What is the difference between a patentable invention and an abstract idea? Kolster's European Patent Attorney has investigated the new examination guidelines of the United States Patent Office, whose aim is to clarify invention patentability assessment in the US.

”An abstract idea cannot be patented”

According to the United States Patents Act, abstract ideas cannot be patented. In practice, they cannot be patented in Europe either, because an invention must produce a technical effect. However, patentability is assessed in different ways in the United States and Europe. This has introduced an additional challenge for applying for a patent and anticipating the patentability of inventions, especially in the United States. In general, patentability in the US is assessed on a broader basis than in Europe.

A few years ago the United States Patent and Trademark Office (USPTO) published guidelines on how abstract ideas and patentability should be examined. In practice, however, the guidelines still allowed individual patent examiners to consider how to apply the guidelines, as a result of which some of the USPTO’s decisions have been not only unpredictable, but also inconsistent with respect to each other.

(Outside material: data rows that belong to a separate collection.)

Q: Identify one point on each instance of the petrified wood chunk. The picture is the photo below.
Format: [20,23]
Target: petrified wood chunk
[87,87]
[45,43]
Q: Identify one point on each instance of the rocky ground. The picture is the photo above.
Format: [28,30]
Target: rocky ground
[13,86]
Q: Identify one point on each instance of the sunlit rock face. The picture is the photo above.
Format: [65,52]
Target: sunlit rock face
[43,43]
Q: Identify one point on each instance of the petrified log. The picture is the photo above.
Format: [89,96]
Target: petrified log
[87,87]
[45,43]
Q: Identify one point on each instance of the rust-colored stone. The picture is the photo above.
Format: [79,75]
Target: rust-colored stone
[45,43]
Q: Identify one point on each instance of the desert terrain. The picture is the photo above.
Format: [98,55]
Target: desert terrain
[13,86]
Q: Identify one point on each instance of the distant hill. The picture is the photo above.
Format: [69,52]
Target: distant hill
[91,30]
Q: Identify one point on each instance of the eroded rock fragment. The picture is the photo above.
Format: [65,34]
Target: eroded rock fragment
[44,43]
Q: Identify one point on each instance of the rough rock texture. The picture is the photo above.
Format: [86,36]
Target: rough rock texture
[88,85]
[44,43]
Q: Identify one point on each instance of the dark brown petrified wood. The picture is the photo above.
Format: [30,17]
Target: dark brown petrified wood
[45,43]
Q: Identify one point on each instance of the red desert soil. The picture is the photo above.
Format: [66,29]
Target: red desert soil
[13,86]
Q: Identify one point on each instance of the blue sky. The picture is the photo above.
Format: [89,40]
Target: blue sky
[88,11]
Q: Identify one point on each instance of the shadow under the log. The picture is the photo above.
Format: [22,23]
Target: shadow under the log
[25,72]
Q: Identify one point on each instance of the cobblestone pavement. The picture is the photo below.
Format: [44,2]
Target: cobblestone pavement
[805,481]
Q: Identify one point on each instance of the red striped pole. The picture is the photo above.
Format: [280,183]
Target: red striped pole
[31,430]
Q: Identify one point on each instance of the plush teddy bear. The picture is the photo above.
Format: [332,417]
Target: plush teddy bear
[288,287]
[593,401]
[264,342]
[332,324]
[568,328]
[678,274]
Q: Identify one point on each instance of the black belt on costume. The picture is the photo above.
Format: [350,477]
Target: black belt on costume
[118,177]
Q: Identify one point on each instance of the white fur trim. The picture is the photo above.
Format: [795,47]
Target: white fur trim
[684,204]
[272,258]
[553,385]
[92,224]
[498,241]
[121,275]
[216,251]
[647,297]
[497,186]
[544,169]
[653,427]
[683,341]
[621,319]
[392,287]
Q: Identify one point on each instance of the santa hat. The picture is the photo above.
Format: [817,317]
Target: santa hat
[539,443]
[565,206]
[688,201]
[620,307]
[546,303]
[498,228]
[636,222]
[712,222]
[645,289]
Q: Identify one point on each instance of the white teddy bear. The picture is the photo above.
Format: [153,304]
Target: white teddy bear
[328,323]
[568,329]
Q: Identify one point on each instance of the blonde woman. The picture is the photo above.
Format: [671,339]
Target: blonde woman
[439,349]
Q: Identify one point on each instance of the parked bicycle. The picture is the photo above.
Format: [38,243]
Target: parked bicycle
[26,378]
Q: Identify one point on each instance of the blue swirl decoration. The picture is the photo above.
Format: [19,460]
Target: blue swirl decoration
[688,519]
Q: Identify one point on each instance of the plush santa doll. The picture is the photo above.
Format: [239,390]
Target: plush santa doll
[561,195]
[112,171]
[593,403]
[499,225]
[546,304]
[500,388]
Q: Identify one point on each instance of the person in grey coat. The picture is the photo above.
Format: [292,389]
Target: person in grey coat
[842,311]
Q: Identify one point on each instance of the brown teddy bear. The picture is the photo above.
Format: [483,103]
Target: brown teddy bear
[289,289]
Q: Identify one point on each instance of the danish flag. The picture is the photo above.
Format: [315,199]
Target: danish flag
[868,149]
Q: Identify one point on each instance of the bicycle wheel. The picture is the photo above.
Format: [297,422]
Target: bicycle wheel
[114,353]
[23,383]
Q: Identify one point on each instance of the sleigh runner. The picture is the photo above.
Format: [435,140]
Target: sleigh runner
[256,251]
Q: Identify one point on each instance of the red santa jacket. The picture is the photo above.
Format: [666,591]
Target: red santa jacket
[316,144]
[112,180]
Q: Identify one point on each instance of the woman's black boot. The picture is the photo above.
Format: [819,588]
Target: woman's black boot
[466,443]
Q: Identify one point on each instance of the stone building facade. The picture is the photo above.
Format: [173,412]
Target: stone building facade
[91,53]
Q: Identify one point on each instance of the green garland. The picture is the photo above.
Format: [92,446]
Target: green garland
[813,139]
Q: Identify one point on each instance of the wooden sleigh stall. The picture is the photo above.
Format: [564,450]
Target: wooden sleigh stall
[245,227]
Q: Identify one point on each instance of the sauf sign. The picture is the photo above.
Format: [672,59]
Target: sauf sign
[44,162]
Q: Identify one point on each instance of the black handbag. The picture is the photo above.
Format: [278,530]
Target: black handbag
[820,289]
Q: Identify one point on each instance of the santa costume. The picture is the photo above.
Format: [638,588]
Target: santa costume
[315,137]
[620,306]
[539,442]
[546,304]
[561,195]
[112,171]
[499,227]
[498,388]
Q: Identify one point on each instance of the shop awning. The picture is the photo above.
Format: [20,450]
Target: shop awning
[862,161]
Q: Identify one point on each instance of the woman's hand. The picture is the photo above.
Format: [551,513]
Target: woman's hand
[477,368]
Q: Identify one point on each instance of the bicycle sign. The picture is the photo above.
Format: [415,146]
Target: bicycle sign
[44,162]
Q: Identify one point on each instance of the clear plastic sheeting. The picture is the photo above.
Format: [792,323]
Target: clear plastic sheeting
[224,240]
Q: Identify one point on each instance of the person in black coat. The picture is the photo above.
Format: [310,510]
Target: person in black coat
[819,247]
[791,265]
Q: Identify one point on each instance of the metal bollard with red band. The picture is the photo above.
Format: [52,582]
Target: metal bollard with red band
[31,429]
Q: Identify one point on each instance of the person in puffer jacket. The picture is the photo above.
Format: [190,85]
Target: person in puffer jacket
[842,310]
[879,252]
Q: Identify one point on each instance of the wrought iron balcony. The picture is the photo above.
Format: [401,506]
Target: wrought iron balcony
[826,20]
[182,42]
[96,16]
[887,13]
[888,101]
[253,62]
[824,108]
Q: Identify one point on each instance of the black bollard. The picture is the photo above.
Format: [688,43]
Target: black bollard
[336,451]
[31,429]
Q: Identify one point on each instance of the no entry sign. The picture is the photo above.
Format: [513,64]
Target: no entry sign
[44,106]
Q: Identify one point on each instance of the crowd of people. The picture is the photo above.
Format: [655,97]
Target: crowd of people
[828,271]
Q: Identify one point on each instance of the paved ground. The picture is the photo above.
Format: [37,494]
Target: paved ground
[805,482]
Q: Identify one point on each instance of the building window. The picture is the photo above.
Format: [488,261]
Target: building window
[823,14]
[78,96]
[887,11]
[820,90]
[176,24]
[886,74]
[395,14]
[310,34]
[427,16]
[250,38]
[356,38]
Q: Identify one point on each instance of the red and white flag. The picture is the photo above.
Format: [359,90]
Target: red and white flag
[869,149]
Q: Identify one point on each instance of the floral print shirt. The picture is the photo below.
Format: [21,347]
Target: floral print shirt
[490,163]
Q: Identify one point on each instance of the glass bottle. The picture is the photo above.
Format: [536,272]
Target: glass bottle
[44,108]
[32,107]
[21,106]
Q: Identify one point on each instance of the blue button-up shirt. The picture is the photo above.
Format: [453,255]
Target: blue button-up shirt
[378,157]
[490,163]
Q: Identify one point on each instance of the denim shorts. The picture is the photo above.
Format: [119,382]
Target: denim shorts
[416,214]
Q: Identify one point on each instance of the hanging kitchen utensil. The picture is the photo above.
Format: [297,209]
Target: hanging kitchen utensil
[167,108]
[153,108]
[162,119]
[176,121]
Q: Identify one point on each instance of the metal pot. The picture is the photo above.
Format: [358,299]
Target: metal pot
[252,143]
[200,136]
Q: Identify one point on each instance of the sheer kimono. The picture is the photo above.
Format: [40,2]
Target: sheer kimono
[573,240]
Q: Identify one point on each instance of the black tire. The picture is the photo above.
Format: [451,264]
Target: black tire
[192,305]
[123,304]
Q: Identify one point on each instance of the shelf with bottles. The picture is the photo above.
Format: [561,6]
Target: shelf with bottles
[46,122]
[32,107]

At the beginning of this year, new, clearer guidelines for defining abstract ideas entered into force. It is now hoped in the IP field that both patent attorneys as well as patent applicants could better trust in the way how abstract ideas are interpreted at the United States Patent and Trademark Office.

”User interfaces, artificial intelligence and machine learning call for special attention”

When USPTO’s patent examiner starts to examine a patent application, they must check that the invention is not an abstract idea, in addition to other patentability criteria. The aim is that the use of a more specific examination process will produce mutually consistent results instead of patentability depending on the opinion of a single examiner and the interpretation of the guidelines varying between individual examiners.

Examples of abstract ideas are mathematical concepts that people can think in their own minds. However, if the ideas provide a technical effect, they, too, can be patentable. Abstract ideas also include methods related to the organisation of human activity, such as social activities, following instructions and mental processes, such as observing, evaluation and making decisions.

Important technical fields of patenting, in which the examiner may interpret an invention as an abstract idea, are, for example, user interfaces, artificial intelligence and machine learning. In such fields, it is especially important that the risk to interpret the invention as an abstract idea is carefully ruled out when preparing the patent application. However, an optimal application is drafted in such a way that the applicant has leeway for further development and the invention is also protected as broadly as possible in the future.

”The word choices are decisive for patentability”

The patent attorneys’s experience and competence play a decisive role in whether a patent is granted for the invention. If, for example, the invention relates to rearranging graphic icons on a touch screen, the invention can be interpreted as an abstract or a non-abstract idea, solely depending on the exact wording in the application.

If the invention can be classified as an activity of the human mind, the danger of interpreting the invention as an abstract idea is particularly high. Although the invention as such can be good, valuable and also patentable, poor wording may lead to a situation where no patent is granted for it. In the end, everything is crystallised in how the application has been drafted.

Assuming, for example, that the invention relates to rearranging icons on a touch screen according to how much the user uses a specific icon, the invention must be linked with a physical device, such as a touch screen and other concrete elements that may be connected with the invention. However, if the application has been drafted by merely defining how much icons are used and determining on the basis of their use how important a specific icon is for an individual user, the process can be performed in the mind without integrating it into a practical application. In that case, the invention would not be patentable.  

Therefore, in order to have a patent for the invention, the invention must be somehow integrated into practical application.